I can only imagine her breaking heart now on the houseside curb, with her replacement just feet away. A 2003 Toyota Echo named Cubby with power-steering, unheard of to the likes of Wheaton.





Sunday, November 11, 2007


Little surfer little one
Made my heart come all undone
Do you love me, do you surfer girl
Surfer girl my little surfer girl

I have watched you on the shore
Standing by the ocean's roar
Do you love me do you surfer girl
Surfer girl surfer girl

Friday, November 09, 2007

Wandering where the lions are.

This one starts in Oakland on a cool, damp evening. We're hitting flat tennis balls over the net to all stretches of the court. Only five o'clock and the sun's going down behind a thick blanket of clouds over San Francisco. And up in the hills the houselights are watery in a lighter haze of gray. I'm like a dog on my side of the net, the dog that's been waiting for his owner all fucking day long... eager and upset and frantic. I'm running after every ball, running it back to the fence ten armlengths away. There's something inside of me that's trying to get out; I'm trying to wear it down. I smile and sweat awaiting the next ball, as if to wag my tail. I've done this before.

I think this is the night I beat it, but I had to go through me to get there... face to face. And so I picked up a wicked cold, a night soon after four blankets over the bed and I'm shivering delirious and half-awake, at war with some invisible aspect. And in the day my skin burns as I walk down the street and this facetious National song in my head.

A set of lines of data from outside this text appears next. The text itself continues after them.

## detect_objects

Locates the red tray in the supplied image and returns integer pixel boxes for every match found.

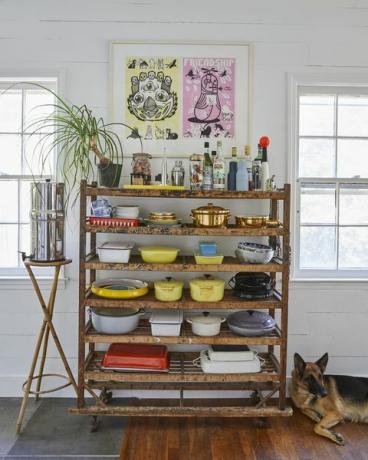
[87,216,140,227]
[101,343,169,371]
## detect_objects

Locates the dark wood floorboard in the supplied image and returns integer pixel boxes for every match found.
[121,411,368,460]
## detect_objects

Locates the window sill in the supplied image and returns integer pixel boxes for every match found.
[0,276,68,291]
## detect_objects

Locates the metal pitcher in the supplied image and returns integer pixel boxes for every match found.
[30,180,65,262]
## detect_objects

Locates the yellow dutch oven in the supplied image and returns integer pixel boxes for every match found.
[139,246,180,264]
[91,279,148,299]
[189,275,225,302]
[154,277,184,302]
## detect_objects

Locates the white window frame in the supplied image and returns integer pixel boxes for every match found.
[0,69,66,289]
[287,72,368,282]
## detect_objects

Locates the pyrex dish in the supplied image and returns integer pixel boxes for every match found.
[154,277,184,302]
[189,275,225,302]
[227,310,276,336]
[198,241,217,256]
[194,251,224,265]
[150,310,183,337]
[186,312,226,337]
[91,279,148,299]
[191,203,230,227]
[139,246,180,264]
[102,343,169,371]
[235,242,274,264]
[97,241,134,263]
[90,307,144,334]
[235,216,268,228]
[114,204,139,219]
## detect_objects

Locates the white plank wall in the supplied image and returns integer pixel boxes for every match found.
[0,0,368,396]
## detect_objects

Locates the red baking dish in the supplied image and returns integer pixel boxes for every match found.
[102,343,169,372]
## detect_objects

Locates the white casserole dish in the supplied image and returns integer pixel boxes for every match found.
[97,241,134,264]
[195,350,261,374]
[149,310,183,337]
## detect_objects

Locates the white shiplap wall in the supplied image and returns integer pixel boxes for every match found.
[0,0,368,396]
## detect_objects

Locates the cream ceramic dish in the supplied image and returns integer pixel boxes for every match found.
[139,246,180,264]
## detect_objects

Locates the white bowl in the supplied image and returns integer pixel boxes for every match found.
[115,205,139,219]
[235,249,274,264]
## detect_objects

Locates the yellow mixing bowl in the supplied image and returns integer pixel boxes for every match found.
[91,279,148,300]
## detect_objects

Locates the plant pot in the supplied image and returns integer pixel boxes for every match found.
[97,161,123,187]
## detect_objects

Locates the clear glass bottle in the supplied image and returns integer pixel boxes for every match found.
[213,141,225,190]
[202,142,213,190]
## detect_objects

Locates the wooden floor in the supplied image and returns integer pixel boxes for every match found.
[121,411,368,460]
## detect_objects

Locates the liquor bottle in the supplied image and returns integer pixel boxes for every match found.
[244,145,254,190]
[203,142,213,190]
[213,141,225,190]
[227,147,238,191]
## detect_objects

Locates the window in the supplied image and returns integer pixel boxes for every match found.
[294,81,368,279]
[0,78,57,277]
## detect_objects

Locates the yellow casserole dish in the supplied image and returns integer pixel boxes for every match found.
[194,252,224,265]
[154,277,184,302]
[189,275,225,302]
[91,279,148,299]
[139,246,180,264]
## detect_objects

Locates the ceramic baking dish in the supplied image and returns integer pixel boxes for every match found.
[101,343,169,372]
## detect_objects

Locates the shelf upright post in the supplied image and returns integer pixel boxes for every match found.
[279,184,290,410]
[78,180,86,408]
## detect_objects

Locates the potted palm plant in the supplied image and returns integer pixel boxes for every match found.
[18,83,143,194]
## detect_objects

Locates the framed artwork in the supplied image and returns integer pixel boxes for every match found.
[110,41,252,156]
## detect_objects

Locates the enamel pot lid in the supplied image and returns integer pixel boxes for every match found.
[227,310,276,329]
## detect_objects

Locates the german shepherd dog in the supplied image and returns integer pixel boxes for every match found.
[289,353,368,446]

I'm put together beautifully
Big wet bottle in my fist, big wet rose in my teeth
I'm a perfect piece of ass
Like every Californian
So tall I take over the street, with highbeams shining on my back
A wingspan unbelievable
I'm a festival, I'm a parade
And all the wine is all for me


We had some happy obligations south of the city, I mean south like Mexico. Way down in the bottom of the American boot, the legging or whatever it is. The ash settling on Orange and Bernadino; some mansion policies cashed in Riverside, Los Angeles. The drive down this way unimaginative, God's cutouts of earth and vegetation the color of cardboard. I imagined the smog caught in valleys encouraging to the imagination, like the voids of whites and grays in a japanese silk painting, or multiple endings of a choose-your-own-adventure novel. But I was too cynical to imagine anything more than the already true dust and wasteland and stripmall lying beyond. I drank tea and listened to Dylan's Time Out of Mind, that nicotine voice somehow sweet. My baby took a nap and I passed a lot of cars.

Four-hundred and fifty miles into the six-lane freeway network of SoCal, weaving between fine driving machines recently rolled off the lot. Cathleen's sister had dinner waiting for us in her cozy apartment, a strange mix on the stereo and a couple dewey bottles of beer on the table. I dreamt of shallow darkness and street vendors. I saw dust-laden soldiers thick with gear tramping through Nasiriyah and Baghdad. Something didn't feel right, there was something unsaid in my life... an inability to do anything but feel or not feel the atrocities beyond the bubble. Somehow not in conflict with the love abundant in my life, but nonetheless real. The sleep of NyQuil and safe harbor.